Are replacement body parts unsafe?

That’s a question has not really been addressed.
The National Highway Traffic Safety Administration (NHTSA) crash-tests new cars. Although NHTSA official Kenneth Weinstein agrees that there’s “clearly a potential for diminished safety” with imitation doors in a side impact, his agency’s standards don’t apply to replacement doors. The Insurance Institute for Highway Safety (IIHS) also crash-tests new cars. The only replacement part it tested was one imitation hood 13 years ago.

Safety testing (crash-testing) of replacement parts–both OEM and non-OEM–is particularly difficult and prohibitively expensive. There are many possible combinations of replacement parts and original cars. Yet some controlled safety study of these parts should be done to ensure that a car will be as crashworthy after a repair as it was before.
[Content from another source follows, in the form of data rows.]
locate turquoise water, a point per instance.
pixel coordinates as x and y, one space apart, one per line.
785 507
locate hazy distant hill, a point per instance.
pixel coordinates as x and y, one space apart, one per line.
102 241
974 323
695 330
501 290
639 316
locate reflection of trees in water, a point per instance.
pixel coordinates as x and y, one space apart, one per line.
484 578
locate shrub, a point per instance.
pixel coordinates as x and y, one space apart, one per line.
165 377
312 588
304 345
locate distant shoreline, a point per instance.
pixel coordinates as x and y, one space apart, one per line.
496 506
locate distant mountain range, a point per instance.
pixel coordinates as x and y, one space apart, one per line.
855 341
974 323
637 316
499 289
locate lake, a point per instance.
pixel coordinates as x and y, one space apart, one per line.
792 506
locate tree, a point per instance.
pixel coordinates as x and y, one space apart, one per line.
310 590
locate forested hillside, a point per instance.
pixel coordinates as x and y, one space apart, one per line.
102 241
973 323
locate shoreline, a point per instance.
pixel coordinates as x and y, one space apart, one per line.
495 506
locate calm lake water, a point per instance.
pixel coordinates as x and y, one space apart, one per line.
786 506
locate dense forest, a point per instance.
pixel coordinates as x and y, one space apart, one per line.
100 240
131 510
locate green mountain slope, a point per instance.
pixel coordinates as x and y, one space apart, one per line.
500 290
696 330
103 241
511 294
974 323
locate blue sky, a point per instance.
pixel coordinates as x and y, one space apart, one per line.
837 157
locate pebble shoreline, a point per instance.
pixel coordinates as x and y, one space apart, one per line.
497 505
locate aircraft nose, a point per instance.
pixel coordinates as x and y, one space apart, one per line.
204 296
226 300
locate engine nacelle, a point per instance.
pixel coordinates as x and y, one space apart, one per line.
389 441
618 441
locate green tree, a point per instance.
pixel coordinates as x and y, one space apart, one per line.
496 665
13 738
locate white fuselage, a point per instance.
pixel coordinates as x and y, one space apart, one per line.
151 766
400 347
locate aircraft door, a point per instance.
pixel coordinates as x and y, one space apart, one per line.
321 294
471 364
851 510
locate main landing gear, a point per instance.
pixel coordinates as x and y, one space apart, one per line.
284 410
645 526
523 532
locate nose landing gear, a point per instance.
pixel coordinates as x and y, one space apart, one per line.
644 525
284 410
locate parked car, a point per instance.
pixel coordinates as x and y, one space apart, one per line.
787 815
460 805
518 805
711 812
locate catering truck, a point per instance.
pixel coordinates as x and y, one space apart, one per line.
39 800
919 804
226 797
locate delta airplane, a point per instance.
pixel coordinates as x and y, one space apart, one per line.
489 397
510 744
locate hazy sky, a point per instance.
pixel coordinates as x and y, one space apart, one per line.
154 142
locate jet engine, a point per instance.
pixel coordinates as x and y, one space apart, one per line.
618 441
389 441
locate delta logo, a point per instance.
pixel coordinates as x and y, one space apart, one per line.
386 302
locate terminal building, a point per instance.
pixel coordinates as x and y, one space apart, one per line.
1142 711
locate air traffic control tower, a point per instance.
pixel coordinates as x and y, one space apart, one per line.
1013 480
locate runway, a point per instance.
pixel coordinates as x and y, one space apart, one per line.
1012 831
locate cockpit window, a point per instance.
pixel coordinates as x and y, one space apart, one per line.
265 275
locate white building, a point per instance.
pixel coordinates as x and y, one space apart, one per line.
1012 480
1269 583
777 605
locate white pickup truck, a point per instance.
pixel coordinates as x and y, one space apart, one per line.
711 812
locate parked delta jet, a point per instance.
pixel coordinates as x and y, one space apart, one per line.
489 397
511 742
Three types of parts warrant special scrutiny:

When a bumper breaks, as some imitations did even in the Consumers Reports low-speed tests, the car’s safety – and that of the occupants – may be compromised. At the least, headlights and other safety-related equipment may be damaged; at worst, the car may suffer structural damage and the passengers injured. Bumpers may also affect the way the energy of a crash sets off the car’s airbags.
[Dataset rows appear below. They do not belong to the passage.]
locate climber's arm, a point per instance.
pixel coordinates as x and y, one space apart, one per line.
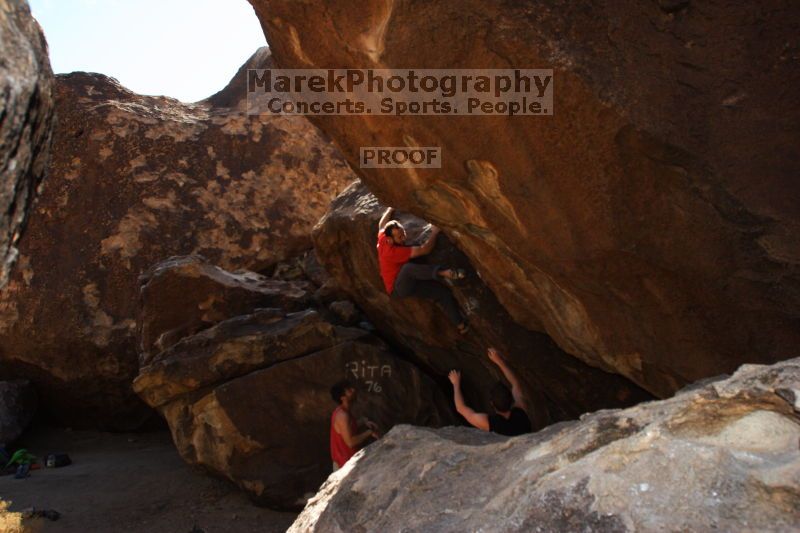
479 420
516 388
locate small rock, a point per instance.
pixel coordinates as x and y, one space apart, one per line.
346 311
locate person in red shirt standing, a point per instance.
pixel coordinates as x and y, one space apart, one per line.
403 278
345 438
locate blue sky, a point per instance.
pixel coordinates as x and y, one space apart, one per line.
187 49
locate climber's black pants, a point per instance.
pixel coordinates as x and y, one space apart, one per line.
421 281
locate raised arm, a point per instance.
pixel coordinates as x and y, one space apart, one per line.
342 425
516 389
479 420
427 246
387 216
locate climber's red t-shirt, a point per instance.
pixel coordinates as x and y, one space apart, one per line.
340 451
391 259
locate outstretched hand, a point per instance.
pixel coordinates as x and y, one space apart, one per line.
455 377
494 356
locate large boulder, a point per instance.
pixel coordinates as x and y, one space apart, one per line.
249 397
723 457
18 402
26 108
134 180
650 225
557 385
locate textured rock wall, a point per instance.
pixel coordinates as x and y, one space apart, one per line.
650 225
248 398
723 457
134 180
26 117
557 385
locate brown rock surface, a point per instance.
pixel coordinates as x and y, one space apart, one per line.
248 398
720 458
650 226
18 404
558 386
26 117
183 295
134 180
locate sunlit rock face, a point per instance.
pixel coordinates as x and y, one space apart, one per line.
650 226
26 121
248 398
557 385
134 180
723 457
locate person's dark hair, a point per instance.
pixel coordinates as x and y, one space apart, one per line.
337 391
501 397
391 226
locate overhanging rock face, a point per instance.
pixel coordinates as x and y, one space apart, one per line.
556 385
723 457
134 180
650 225
248 398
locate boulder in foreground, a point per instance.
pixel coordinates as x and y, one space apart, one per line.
248 398
722 457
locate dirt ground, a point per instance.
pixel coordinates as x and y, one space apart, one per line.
126 483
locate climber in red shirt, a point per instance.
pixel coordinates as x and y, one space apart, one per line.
403 278
345 438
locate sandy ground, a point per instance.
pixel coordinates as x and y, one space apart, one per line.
127 483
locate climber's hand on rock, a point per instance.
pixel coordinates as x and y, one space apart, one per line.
455 377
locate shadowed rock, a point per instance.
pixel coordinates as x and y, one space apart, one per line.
557 385
721 458
650 225
248 398
26 117
183 295
18 404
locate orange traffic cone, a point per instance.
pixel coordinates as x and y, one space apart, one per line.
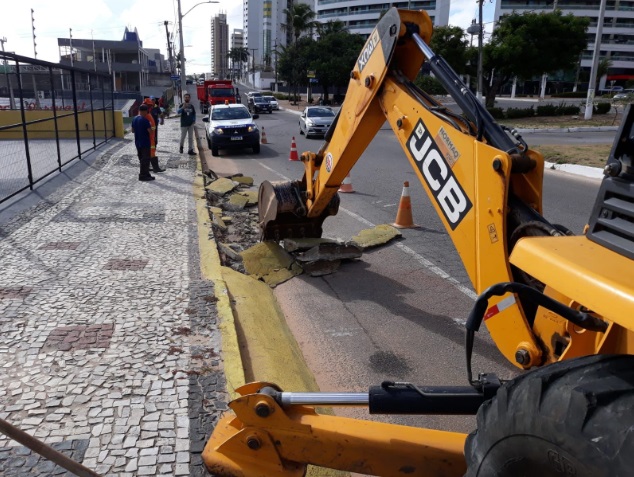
293 155
346 186
404 219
In a 1991 memo, IIHS President Brian O’Neill notified the institute’s sponsoring companies about allegations of knock off door shells made without the guard beams required by federal regulations for protection during side impacts. Even doors that have the beams could be a safety problem if the welds aren’t strong enough or if lighter-gauge steel is used.
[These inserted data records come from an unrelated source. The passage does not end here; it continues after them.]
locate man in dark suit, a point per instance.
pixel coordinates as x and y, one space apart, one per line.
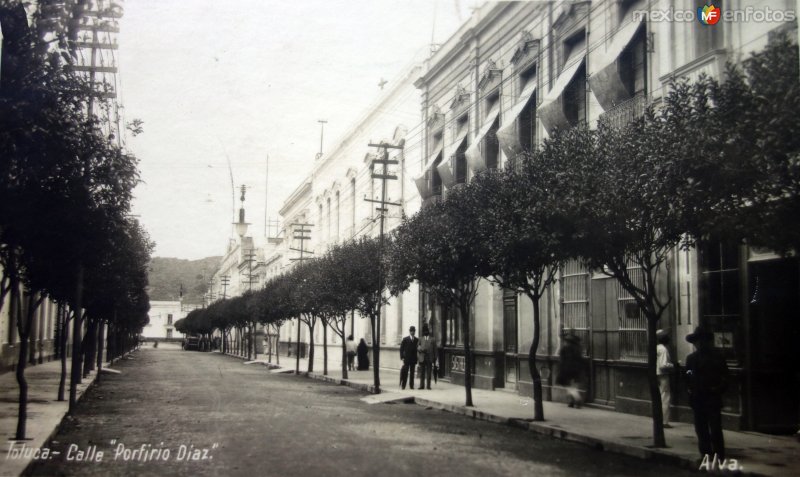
408 353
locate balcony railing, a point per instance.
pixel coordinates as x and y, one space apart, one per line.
625 112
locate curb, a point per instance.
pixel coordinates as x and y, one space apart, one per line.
79 396
542 428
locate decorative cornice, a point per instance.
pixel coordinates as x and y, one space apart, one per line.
491 72
435 117
461 96
527 49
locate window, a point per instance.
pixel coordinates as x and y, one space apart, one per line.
575 92
575 98
632 68
706 38
436 179
353 217
575 301
510 321
491 146
632 322
328 224
453 327
720 294
338 216
527 118
460 164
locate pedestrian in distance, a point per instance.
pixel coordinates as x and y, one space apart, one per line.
408 354
706 380
426 357
664 370
351 348
571 367
363 355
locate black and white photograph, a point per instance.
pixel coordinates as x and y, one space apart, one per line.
399 237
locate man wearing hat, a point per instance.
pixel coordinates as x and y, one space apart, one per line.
426 357
664 369
706 379
408 354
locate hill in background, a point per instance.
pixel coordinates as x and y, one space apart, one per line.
167 275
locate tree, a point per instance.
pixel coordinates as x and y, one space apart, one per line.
349 269
518 211
438 248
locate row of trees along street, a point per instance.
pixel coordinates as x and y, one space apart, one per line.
713 159
65 229
318 292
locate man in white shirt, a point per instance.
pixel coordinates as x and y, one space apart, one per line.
664 369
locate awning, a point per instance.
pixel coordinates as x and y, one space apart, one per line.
475 158
423 184
606 83
447 169
423 181
551 111
507 134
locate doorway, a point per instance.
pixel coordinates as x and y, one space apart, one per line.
774 286
510 338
When overseas manufacturers copy a hood, they purportedly also copy the “crush initiators” that allow the hood to fold up in a crash rather than slice through the windshield. This is an important safety feature, but hardly any imitation hoods have ever been tested. Volvo did crash-test one, as shown in a 1992 video, and found that it didn’t crumple properly. It intruded into the windshield area, a clear violation of U.S. safety standards for new cars.

Daniel Della Rova’s experience raises other concerns (according to a Consumers Reports article – February of 1999). The latch connection on his car’s hood was more susceptible to failure than the factory latch connection, according to damage appraiser Charlie Barone. Repair shops have reported other hood problems–weak welds, poor seams, and one shop manager had a hood whose top skin separated from its frame.